12. Avial – a complete vegetable mix.
This food with its real tasty and easy-on-appetite contents has been able to mesmerize the taste buds of many being an important part of the Keralite sadya. (Sadya is the feast for Keralites including all the lunch items served on a banana leaf). Avial is different from other South Indian recipes because it has a thick mix of almost all the vegetables.
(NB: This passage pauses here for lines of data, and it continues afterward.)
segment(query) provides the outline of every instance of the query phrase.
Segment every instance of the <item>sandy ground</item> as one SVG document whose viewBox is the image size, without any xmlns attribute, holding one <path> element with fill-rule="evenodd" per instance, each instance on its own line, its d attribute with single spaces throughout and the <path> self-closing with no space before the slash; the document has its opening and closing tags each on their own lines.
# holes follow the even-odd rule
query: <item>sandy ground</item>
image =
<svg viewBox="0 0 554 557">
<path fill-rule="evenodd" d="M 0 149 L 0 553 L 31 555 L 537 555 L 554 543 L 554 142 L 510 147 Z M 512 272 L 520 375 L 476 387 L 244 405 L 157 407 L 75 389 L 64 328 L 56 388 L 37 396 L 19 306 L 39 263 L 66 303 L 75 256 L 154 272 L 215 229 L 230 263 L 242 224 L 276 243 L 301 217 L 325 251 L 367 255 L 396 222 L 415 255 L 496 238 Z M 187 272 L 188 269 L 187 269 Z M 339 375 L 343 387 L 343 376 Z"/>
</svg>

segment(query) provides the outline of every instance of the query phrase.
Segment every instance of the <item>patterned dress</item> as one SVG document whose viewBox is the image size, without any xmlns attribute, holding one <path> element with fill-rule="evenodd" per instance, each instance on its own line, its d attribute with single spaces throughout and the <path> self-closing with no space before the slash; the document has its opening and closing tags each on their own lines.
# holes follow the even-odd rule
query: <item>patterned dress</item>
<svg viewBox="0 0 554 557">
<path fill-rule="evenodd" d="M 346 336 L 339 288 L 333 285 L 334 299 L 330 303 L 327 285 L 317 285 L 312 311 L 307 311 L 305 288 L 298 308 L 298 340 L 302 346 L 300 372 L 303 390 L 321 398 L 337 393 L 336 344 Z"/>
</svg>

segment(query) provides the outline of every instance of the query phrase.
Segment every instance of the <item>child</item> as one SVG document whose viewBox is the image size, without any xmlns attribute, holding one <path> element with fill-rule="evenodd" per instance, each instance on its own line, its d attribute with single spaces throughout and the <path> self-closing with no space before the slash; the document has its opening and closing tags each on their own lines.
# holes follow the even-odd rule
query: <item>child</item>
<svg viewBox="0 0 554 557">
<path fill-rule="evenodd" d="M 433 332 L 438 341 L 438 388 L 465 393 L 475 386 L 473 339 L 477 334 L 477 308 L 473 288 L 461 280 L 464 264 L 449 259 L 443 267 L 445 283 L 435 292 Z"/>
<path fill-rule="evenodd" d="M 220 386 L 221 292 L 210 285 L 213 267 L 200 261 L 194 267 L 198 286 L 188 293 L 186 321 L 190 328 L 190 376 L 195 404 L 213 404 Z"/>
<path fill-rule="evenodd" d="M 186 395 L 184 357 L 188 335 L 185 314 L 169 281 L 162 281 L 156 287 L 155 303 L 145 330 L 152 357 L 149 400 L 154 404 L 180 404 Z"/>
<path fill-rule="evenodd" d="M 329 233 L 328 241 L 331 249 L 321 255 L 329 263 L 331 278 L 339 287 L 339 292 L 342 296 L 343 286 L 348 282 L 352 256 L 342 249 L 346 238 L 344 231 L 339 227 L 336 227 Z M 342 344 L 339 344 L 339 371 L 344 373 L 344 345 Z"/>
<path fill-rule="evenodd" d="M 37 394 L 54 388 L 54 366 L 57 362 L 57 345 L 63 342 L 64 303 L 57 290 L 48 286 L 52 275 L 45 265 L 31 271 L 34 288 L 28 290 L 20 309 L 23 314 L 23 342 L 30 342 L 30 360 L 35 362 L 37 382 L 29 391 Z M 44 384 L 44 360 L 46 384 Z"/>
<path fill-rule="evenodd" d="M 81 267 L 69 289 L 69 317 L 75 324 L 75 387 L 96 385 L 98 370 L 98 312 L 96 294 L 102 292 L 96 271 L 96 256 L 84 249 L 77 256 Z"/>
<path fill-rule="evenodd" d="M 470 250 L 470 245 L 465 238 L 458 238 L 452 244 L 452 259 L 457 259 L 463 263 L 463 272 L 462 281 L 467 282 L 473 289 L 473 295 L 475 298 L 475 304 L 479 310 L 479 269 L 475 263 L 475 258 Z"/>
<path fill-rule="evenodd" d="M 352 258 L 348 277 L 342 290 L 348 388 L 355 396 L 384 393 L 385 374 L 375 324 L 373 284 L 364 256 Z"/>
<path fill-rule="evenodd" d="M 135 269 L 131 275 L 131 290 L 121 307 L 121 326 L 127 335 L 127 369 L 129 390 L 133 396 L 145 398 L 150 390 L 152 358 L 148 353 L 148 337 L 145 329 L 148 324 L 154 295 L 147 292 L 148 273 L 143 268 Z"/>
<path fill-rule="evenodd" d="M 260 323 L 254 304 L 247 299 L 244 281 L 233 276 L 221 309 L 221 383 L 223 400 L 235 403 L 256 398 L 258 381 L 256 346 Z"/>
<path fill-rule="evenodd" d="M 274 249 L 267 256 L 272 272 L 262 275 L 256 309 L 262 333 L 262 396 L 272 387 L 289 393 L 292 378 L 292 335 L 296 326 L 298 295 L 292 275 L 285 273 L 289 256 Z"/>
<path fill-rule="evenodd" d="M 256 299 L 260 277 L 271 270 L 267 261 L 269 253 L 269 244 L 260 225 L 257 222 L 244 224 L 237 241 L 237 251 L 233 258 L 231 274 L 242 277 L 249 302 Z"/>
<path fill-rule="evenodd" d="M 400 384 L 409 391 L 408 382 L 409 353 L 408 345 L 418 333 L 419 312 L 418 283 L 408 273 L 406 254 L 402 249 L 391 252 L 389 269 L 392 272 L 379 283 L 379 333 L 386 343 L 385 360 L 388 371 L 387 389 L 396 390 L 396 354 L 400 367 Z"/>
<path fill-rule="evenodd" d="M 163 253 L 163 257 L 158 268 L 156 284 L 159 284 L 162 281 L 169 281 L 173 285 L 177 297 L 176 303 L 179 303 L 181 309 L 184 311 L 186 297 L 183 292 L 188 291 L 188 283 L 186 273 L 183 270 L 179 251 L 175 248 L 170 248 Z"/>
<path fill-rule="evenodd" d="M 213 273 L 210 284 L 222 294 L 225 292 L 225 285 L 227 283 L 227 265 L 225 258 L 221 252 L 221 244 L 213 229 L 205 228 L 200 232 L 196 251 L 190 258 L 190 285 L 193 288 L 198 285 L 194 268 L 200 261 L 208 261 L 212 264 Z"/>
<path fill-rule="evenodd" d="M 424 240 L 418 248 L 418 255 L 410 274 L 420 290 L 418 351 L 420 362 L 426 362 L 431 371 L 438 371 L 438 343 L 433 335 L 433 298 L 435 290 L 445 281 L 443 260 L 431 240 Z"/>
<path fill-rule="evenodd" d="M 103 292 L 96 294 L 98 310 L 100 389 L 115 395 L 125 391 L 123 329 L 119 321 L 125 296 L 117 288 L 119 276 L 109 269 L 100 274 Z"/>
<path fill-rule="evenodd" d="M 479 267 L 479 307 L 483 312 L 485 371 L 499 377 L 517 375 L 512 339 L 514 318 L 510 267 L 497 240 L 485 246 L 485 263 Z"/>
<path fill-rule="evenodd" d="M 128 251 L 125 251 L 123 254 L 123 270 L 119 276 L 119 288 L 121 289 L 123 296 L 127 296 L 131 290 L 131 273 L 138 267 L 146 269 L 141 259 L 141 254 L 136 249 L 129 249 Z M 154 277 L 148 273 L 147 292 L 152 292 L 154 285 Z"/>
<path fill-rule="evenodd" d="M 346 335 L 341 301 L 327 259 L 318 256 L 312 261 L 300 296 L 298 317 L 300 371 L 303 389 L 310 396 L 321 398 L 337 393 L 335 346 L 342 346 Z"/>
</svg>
It is made using plantain (raw banana), pumpkins, caroots, cucumber, brinjal, drumstick, gourds, peas, beans, elephant yam (sooran), as one mixture and and adding a gravy of mango pulp, dahi and tamarind juice/coconut milk. The food is so into the fame depth that there is a renowned music band from south named after Avial too. Like this food you will even love its music.
13. Pradhaman – the baap of all kheers
Made in milk and coconut milk (some use milkmaid too), this classic dessert or rather called payasam, of Kerala has marked to a must-have after every Sadya. It is made of either daal, rice cubes (ada), or rice threads (semiya) along with sugar or jaggery (preferred jaggery due to its ‘being healthy’ notion). It’s generally a Vishu or Onam special in any Kerala household.
14. Mysore Pak
Talking about desserts, how can the other South Indian states be left off? Mysore Pak is a world renowned sweet dish made in butter, gram flour (rice flour if needed) and ghee originating from the Famous Mysore Palace’s Kitchens. This luxurious sweet has been an important export product from India to various countries as well.
15. Unni Appam / Neyyappam
Yeah, welcome another fellow from the appam family! Unni appams are quite a scrumptious snack cum dessert for you. It is a deep ghee fried mixture of rice flour, banana, jaggery and other spices as per needed (mostly cardamom and cumin crushed) made in a special vessel for the same. Looking at the photo itself you can definitely make out that if you have a South Indian friend, he/she might have served or offered you these anytime in the course of time passed!
I am sure that there are many not here on the list but still these are worthy enough to try to give yourself a treat. Also you might have realized that the greatest plus point of South Indian cuisines, which even you would agree to after reading this, is they consist of quite healthy, low fat, low cholesterol and high fibrous as well as protein rich diet. And also the art of making so many items just out of rice!
Do let me know if there are other South Indian delicacies which I am missing out on!